L’astrométrie, cette science des positions et des mouvements des objets célestes, est sous le feu des projecteurs grâce à Gaia. L’Agence spatiale européenne (ESA) et le Consortium DPAC - une collaboration de 450 scientifiques issus de 25 pays européens - ont choisi la date du 14 septembre 2016 pour dévoiler au public la moisson de données récoltée par ce satellite depuis fin 2013, soit mille jours après son lancement.

Les observations de Gaia constituent « le premier Catalogue décrivant en détail l’état du ciel au début du XXIe siècle », selon l’Observatoire de Paris. Et pour cause : il fournit les positions de plus d’un milliard d’étoiles dans la Voie Lactée -soit de l'ordre de 1% de la galaxie-, avec une précision inégalée de 0,5 à 15 millièmes de seconde de degré.
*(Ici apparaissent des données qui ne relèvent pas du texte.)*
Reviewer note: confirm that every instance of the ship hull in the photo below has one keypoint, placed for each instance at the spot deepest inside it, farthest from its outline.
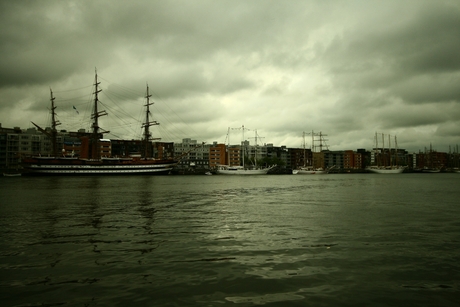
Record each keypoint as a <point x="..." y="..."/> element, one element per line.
<point x="386" y="170"/>
<point x="72" y="167"/>
<point x="238" y="170"/>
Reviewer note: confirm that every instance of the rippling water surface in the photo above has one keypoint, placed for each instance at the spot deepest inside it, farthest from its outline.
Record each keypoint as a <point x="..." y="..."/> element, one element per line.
<point x="331" y="240"/>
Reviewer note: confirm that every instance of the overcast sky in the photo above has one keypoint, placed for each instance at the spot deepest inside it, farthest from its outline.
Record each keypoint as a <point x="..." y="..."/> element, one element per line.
<point x="346" y="68"/>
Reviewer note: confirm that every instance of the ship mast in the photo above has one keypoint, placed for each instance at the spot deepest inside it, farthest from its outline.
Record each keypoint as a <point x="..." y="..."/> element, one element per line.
<point x="146" y="125"/>
<point x="54" y="124"/>
<point x="95" y="153"/>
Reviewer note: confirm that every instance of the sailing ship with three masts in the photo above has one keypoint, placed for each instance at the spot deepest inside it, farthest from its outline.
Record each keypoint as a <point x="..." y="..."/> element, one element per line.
<point x="385" y="160"/>
<point x="242" y="169"/>
<point x="90" y="162"/>
<point x="309" y="167"/>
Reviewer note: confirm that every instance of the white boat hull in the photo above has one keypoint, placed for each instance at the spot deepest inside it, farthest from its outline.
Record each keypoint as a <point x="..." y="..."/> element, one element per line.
<point x="224" y="170"/>
<point x="308" y="172"/>
<point x="386" y="170"/>
<point x="243" y="172"/>
<point x="55" y="166"/>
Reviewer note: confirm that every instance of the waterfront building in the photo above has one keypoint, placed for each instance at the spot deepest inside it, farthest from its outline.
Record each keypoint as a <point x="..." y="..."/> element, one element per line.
<point x="192" y="155"/>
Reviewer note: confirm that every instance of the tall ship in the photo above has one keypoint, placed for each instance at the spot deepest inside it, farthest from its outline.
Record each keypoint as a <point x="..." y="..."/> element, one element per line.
<point x="385" y="160"/>
<point x="90" y="161"/>
<point x="242" y="169"/>
<point x="309" y="167"/>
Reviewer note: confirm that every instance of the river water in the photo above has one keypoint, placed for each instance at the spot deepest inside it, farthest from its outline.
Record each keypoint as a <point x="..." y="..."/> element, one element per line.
<point x="274" y="240"/>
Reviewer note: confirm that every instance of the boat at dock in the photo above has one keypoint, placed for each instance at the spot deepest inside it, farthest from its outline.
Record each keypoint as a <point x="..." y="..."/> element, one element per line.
<point x="242" y="169"/>
<point x="91" y="162"/>
<point x="385" y="160"/>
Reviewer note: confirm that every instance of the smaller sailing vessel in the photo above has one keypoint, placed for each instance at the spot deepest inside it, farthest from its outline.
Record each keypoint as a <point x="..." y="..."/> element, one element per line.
<point x="241" y="169"/>
<point x="309" y="166"/>
<point x="384" y="161"/>
<point x="91" y="162"/>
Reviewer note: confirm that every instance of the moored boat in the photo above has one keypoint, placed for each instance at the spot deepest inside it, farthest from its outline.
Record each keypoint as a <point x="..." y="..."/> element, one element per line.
<point x="91" y="163"/>
<point x="241" y="169"/>
<point x="385" y="160"/>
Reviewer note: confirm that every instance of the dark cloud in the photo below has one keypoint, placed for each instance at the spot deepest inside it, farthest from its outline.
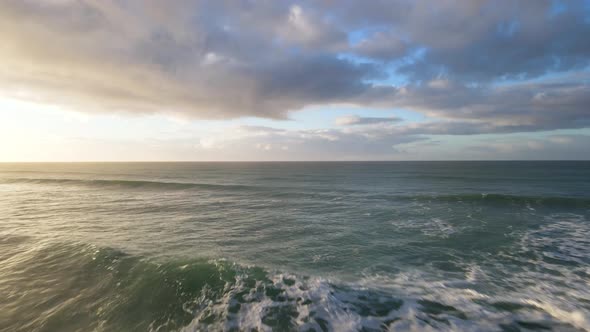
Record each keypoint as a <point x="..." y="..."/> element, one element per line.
<point x="469" y="64"/>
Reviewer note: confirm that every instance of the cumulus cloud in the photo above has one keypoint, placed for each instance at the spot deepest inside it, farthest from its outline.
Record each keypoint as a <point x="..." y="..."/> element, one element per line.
<point x="468" y="64"/>
<point x="350" y="120"/>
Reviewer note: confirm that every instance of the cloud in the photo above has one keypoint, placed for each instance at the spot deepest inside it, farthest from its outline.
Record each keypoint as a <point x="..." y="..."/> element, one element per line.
<point x="473" y="66"/>
<point x="350" y="120"/>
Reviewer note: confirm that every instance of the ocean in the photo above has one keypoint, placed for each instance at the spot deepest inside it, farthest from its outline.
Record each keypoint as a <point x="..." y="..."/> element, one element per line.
<point x="303" y="246"/>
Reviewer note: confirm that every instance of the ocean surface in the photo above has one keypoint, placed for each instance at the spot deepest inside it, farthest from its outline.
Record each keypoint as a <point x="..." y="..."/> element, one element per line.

A titre de comparaison, 1 millième de seconde de degré est l'angle sous lequel on verrait une pièce de 1 euro placée à 4 000 km !

Mais Gaia n’est pas la première mission du genre lancée par l’ESA. Déjà, dans les années 90, le satellite Hipparcos avait permis d’établir un catalogue de 2,5 million d’étoiles dans la Voie Lactée. Un recul qui permet d’en apprendre davantage aujourd’hui sur ces astres. Grâce à la combinaison de données d’Hipparcos et Gaia, deux millions d’étoiles voient ainsi leurs mouvements et leur distance à la Terre connues avec une précision jamais atteinte auparavant. « C’est une avancée majeure très attendue pour toutes les études sur la physique des étoiles et la compréhension de notre galaxie », lit-on sur le site de l’Observatoire de Paris, qui s’implique depuis 20 ans dans le projet Gaia. Autre acteur français majeur : le Cnes, via la mise en œuvre d’un centre de traitement pour 40% du volume - astronomique - de données.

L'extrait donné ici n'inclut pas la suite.